En plein débat sur le « mariage pour tous », il reconnaît que les clichés sur les homosexuels ont la vie dure. A 23 ans, Jordan * y a été confronté au sein de sa propre famille. Depuis cinq ans, il est en rupture avec ses parents à cause de sa préférence pour les garçons. Après des mois de galère, il est logé à l'hôtel depuis décembre par Le Refuge. Née il y a un an, l'antenne toulousaine de cette association accompagne les jeunes majeurs victimes d'homophobie.

Financement solidaire


Et lorsque cela s'avère nécessaire, elle prend en charge leur hébergement temporaire. «C'est la seule porte ouverte que j'ai trouvée», avoue Jordan. Il espère qu'elle ne se refermera pas à cause des problèmes financiers qui touchent actuellement la jeune structure.
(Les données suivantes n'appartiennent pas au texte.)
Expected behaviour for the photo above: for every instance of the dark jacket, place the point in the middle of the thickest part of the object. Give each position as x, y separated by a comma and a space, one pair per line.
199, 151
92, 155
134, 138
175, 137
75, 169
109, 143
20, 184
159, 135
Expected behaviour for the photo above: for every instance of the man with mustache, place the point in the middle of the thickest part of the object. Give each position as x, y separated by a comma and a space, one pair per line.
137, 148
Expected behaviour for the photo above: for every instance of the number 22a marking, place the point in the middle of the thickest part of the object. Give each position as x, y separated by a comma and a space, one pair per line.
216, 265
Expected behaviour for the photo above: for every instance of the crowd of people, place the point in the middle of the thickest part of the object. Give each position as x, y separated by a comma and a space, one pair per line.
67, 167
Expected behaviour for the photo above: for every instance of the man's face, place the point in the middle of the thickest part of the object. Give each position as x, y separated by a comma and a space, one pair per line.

Celle-ci espère pouvoir disposer d'ici juin d'un véritable lieu d'accueil pour les jeunes qu'elle suit, comme il en existe déjà à Montpellier et à Marseille. La ville s'est engagée à mettre à sa disposition un appartement. «Mais l'immeuble a été squatté. D'ici deux mois, celui-ci devrait être disponible», assure l'adjoint au maire à la Diversité, Jean-Paul Makengo. En attendant, pour joindre les deux bouts, les bénévoles ont décidé de faire appel au mécénat du grand public. Ils ont mis en ligne lundi un projet de financement solidaire «Un toit contre l'homophobie» sur la plateforme de financement Ulule. «C'est important, car nous suivons des jeunes qui ont été menacés de mort au sein de leur propre famille. Si nous ne les logeons pas, cela peut s'apparenter à de la non-assistance à personne en danger, ils peuvent se retrouver à la rue», explique le président régional de l'association, Serge Perrody. Il espère récolter 3 000 € pour loger trois jeunes durant trois mois.